Created on 05-19-2016 03:59 AM - edited 08-17-2019 12:27 PM
SmartSense is an excellent tool for keeping your cluster running at optimal efficiency while maintaining operational best practices. We’ve combined knowledge from the greatest minds in the industry, and use it to analyze metadata about your cluster from the bundles you submit.
Have you ever wondered exactly what data you’re sending to SmartSense? The SmartSense Admin Guide contains a high-level description (see What’s Included in a Bundle), but for the greatest understanding you should extract a bundle and explore it with your own eyes!
Obtain a Bundle
There are two types of bundles...
To begin, let’s capture an Analysis Bundle:
...and download an unencrypted copy to our local machine:
The bundle is a gzipped tar file that contains a gzipped tar file from each host running the HST Agent. In the following examples, notice the bundle variable excludes the .tgz extension.
Linux or OS X users can extract everything with a bash for-loop:
bundle=a-00000000-c-00000000_supportlab_0_2016-05-17_23-05-35 tar zxf $bundle.tgz && cd $bundle && for i in * ; do tar zxf "$i" ; rm "$i" ; done
Windows users can use a similar process with a utility like 7-Zip. Assuming 7z.exe is in your path:
setlocal set bundle=a-00000000-c-00000000_supportlab_0_2016-05-17_23-05-35 7z x %bundle%.tgz && 7z x %bundle%.tar && rm %bundle%.tar && cd %bundle% for %i in (*.tgz) do 7z x %i && rm %i for %i in (*.tar) do 7z x %i && rm %i endlocal
Exploring Bundle Contents
NOTE: Example console output was obtained from a SmartSense 1.2.1 bundle and may differ in future versions. The output is also truncated for brevity. You’re encouraged to follow along with a bundle from your own cluster.

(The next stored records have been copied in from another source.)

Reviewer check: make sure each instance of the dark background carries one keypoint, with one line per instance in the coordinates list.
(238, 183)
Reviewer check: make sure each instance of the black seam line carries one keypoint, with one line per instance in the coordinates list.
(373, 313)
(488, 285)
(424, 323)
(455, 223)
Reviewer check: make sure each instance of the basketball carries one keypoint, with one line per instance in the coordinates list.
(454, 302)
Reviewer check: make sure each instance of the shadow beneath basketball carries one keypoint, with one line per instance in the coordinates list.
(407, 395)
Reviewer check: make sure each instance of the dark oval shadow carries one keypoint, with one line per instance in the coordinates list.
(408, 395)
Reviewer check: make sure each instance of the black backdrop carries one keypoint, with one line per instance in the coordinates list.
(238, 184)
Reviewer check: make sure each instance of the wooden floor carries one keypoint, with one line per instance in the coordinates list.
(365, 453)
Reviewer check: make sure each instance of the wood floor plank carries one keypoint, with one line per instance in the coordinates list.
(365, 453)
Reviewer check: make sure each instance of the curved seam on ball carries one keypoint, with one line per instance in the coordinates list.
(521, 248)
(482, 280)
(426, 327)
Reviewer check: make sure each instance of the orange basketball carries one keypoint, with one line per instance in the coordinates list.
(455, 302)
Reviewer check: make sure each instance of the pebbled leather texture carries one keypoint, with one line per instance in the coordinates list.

For a convenient overview of the bundle contents, use the tree command, limited to a depth of 3:
MyLaptop:a-00000000-c-00000000_supportlab_0_2016-05-17_23-05-35 myuser$ tree -L 3 . ├── meta │ └── metadata.json ├── mgmt.zoeocuz.com-a-00000000-c-00000000_supportlab_0_2016-05-17_23-05-35 │ ├── os │ │ ├── logs │ │ └── reports │ └── services │ ├── AMBARI │ ├── AMS │ ├── HDFS │ ├── HST │ ├── MR │ ├── TEZ │ ├── YARN │ └── ZK ├── node1.zoeocuz.com-a-00000000-c-00000000_supportlab_0_2016-05-17_23-05-35 │ ├── os │ │ ├── logs │ │ └── reports │ └── services │ ├── AMBARI ... 41 directories, 4 files
At the root of the bundle, we see a ‘meta’ folder, and a folder per host. The meta folder contains some bundle metadata. Note that domain names are anonymized (my cluster uses example.com). Let’s take a look inside the two subfolders (os & services) per host...
Bundle Contents: OS
The os folder contains a couple system logs and a variety of reports. Here’s a sample from my cluster:
MyLaptop:node1.zoeocuz.com-a-00000000-c-00000000_supportlab_0_2016-05-17_23-05-35 myuser$ tree -I "blockdevices" os/ os/ ├── logs │ └── messages.log └── reports ├── chkconfig.txt ├── cpu_info.txt ├── dns_lookup.txt ├── dstat.txt ├── error_dmesg.txt ├── file_max.txt ... 5 directories, 49 files
Most of the filenames here are self-explanatory. Reports generally contain output from system commands or the /proc filesystem. These system characteristics serve as valuable inputs for determining your cluster’s optimal configuration.
Bundle Contents: Services
Within each host folder, the services subfolder contains configurations and reports for every HDP service on that host. Here’s an example from my node1:
MyLaptop:node1.zoeocuz.com-a-00000000-c-00000000_supportlab_0_2016-05-17_23-05-35 myuser$ tree -L 3 services services ├── AMBARI │ ├── conf │ │ ├── ambari-agent.ini │ │ ├── ambari-agent.pid │ │ └── logging.conf.sample │ └── reports │ ├── ambari_rpm.txt │ ├── postgres_rpm.txt │ ├── postmaster.txt │ └── process_info.txt ├── AMS │ ├── conf │ │ ├── ams-env.sh │ │ ├── metric_groups.conf │ │ └── metric_monitor.ini │ ├── metrics │ │ └── ams │ └── reports │ └── ams_rpm.txt ... 32 directories, 157 files
The conf folders are copied from their respective locations under /etc/ (or /var/run for the .pid files). Reports contain JMX metrics and output from CLI commands, such as the YARN application list.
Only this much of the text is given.